When Brian Collier, professor of fine arts, was in college studying studio art, a student’s main job was making a work. At Saint Michael’s, he says, students have to be able to present their idea and describe the resources and collaborations they will need to complete it. This is a form of leadership—the obligation to visualize something new and open a world of possibilities for the viewer, to lead the viewer through an experience. Collier believes wholeheartedly that the artist has a responsibility to the viewer. “The arts can hit you in unexpected ways. It’s important to acknowledge the influence you have,” he says.

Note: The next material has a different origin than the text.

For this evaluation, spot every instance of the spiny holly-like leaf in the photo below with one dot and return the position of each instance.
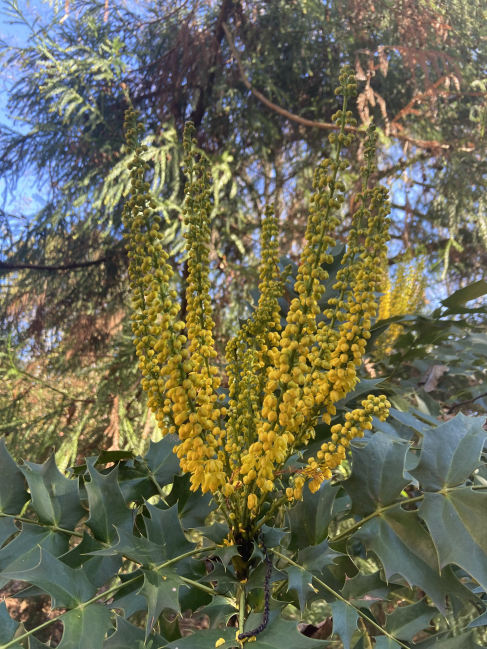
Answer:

“Art is the ability to match concept with material and make the hard decisions about which material to use. You have to let go of worrying about failure, consider the effect, and summon inner resilience. Every decision matters. When you make art, you are presenting yourself and developing yourself.” Collier feels that college is the perfect age to do this. Students are “natural creative thinkers.” And teaching is a form of leadership. You are, he says, modeling behavior.

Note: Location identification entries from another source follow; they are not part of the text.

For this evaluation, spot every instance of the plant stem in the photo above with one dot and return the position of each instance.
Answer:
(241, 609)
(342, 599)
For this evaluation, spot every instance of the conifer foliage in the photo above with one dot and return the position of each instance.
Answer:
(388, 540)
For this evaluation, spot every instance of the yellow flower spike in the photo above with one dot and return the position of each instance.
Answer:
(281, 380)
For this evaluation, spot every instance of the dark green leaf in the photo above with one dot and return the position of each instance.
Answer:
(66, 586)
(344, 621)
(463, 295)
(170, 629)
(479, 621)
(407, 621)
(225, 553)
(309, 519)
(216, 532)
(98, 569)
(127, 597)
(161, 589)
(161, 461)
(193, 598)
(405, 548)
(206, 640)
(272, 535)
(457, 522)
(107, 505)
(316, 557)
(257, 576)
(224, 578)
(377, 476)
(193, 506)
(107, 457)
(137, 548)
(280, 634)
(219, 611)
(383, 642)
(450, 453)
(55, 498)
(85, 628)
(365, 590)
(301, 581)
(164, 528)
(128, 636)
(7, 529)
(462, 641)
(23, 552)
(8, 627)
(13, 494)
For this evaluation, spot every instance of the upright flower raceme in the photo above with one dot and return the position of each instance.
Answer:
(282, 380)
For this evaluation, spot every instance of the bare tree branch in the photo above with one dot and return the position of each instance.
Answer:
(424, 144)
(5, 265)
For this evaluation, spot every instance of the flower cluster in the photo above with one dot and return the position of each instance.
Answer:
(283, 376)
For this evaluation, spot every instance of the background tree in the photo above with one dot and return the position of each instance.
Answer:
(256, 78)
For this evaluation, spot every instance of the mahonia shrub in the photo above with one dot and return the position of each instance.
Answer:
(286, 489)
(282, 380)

Dawn Ellinwood, vice president of Student Affairs and dean of students, does not have a traditional definition of leadership. “Anyone involved in an activity with a group making decisions that make a difference is in a leadership role,” she says. “My hope is that we can have broader definitions—each one of us is making change in different ways, small and large.” In her role on campus, Ellinwood is often helping others find a path forward. “Sometimes it doesn’t work!” she laughs.

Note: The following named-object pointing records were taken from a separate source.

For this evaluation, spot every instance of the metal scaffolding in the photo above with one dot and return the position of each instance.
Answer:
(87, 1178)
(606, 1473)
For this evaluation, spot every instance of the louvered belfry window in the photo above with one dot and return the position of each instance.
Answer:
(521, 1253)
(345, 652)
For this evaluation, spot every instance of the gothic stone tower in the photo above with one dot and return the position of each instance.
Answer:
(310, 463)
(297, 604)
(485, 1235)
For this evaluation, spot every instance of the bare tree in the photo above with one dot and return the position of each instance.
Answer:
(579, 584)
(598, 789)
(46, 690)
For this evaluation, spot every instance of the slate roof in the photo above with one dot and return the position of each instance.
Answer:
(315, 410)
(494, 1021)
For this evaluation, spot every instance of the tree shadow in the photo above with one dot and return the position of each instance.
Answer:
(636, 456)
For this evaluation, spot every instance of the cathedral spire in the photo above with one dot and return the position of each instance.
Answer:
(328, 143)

“I see students in leadership roles on campus all the time, and it can be stressful and overwhelming. Leadership is work!”

Ellinwood agrees it’s all about preparation and humility. “Leadership is not about ME,” she says. It’s often about knowing what others need. “The other night I heard fire trucks heading to the residence halls. I went over, and Nick Welch ’23, one of the student leaders in Fire and Rescue, came right up to me and said ‘Dawn, it’s not a fire.’ Now that was leadership. He knew exactly what information I needed.”

Dawn sees similar scenarios all over campus: on athletic fields, in the work of student volunteers in MOVE helping people to rebuild postpandemic, and in the resident assistant on each floor of the residence halls.

“Many courses at St. Mike’s also include community engagement pieces in which students can apply what they have learned about ethical leadership. All of these students learn to see what’s needed and then do it. They lift people up and facilitate real change.

“Leadership is more than a skill set,” she says, smiling. “It’s a way of life.”